The chr20_15 super variant is composed of eight SNPs, all of which lie in the intronic sequences of the nearby MACROD2 gene. chr16_57 super variant comprises nine SNPs, one in the NUP93 gene’s intron. One study noted disruption of NUP93 localization from nuclear pore complex by nonstructural protein 1 (nsp1) of SARS-CoV, and the authors posit similar disruptive activity by SARS-CoV-2 on NUP93. SNPs in other super variants lie close to LASTR (chr7_43), GLI3 (chr7_151), and AGAP3 (chr10_6). These three genes were reported to be related to pulmonary function.
Next, the authors conducted GWAS and identified five loci on the fifth chromosome associated with COVID-19 mortality. Lastly, in a simulations study, the authors observed DRAG to be superior to and outperforming the established method of tree-based analysis of rare variants (TARV) by a large margin, implying that DRAG could easily handle complex interactions of SNPs even from enormous data.

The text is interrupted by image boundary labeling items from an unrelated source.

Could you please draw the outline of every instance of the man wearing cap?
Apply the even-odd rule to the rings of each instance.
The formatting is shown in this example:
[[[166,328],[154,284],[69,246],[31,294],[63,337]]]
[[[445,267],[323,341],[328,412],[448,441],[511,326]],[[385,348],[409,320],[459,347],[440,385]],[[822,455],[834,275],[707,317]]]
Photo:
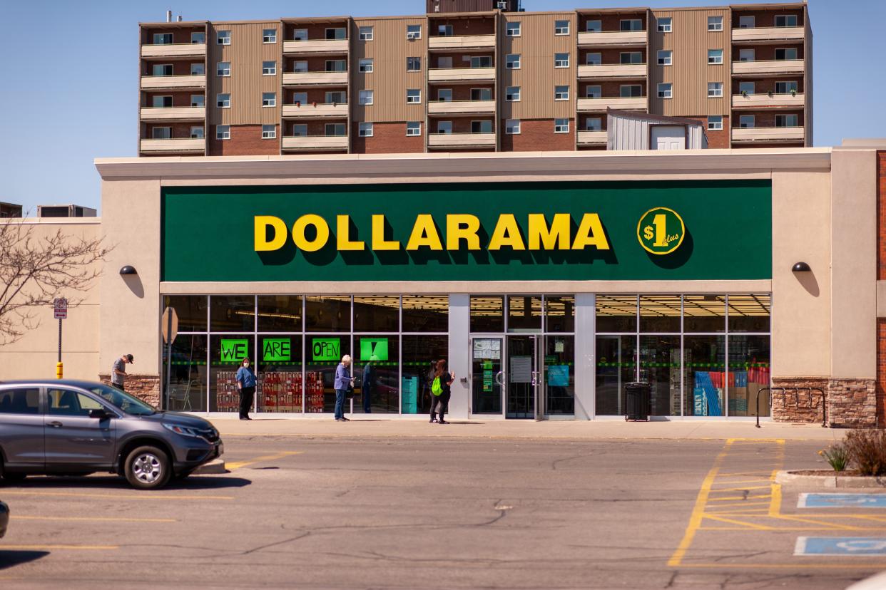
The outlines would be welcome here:
[[[123,355],[113,363],[111,370],[111,385],[120,391],[126,391],[123,384],[126,382],[126,364],[132,363],[132,355]]]

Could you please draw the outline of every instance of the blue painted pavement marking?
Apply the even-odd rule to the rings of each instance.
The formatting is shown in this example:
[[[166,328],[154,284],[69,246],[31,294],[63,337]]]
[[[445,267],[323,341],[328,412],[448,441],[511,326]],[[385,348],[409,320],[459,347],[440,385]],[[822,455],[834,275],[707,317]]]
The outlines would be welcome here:
[[[886,556],[884,537],[799,537],[795,556]]]
[[[801,494],[797,508],[886,508],[886,494]]]

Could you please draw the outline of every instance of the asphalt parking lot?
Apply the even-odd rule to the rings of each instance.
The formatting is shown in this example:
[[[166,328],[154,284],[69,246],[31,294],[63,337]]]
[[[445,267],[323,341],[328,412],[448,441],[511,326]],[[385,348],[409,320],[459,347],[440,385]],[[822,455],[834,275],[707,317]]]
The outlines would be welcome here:
[[[231,435],[225,475],[0,487],[4,588],[843,588],[886,508],[798,508],[773,473],[820,441]],[[822,491],[822,490],[818,490]],[[843,491],[843,490],[841,490]]]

To summarize the findings, a deep learning (DRAG) method was developed to study the relationship between COVID-19-induced mortality and genetic variants. The team identified 15 super variants and evaluated the association with SARS-CoV-2-related mortality. The restricted ethnic composition of the study population limits the generalizability of the results. Notably, the association between the identified genetic variants and disease outcomes was not functionally validated, warranting more investigations in the future. These findings provide glimpses into the molecular pathogenesis of COVID-19, which may have implications for its treatment in clinical practice.
medRxiv publishes preliminary scientific reports that are not peer-reviewed and, therefore, should not be regarded as conclusive, guide clinical practice/health-related behavior, or treated as established information.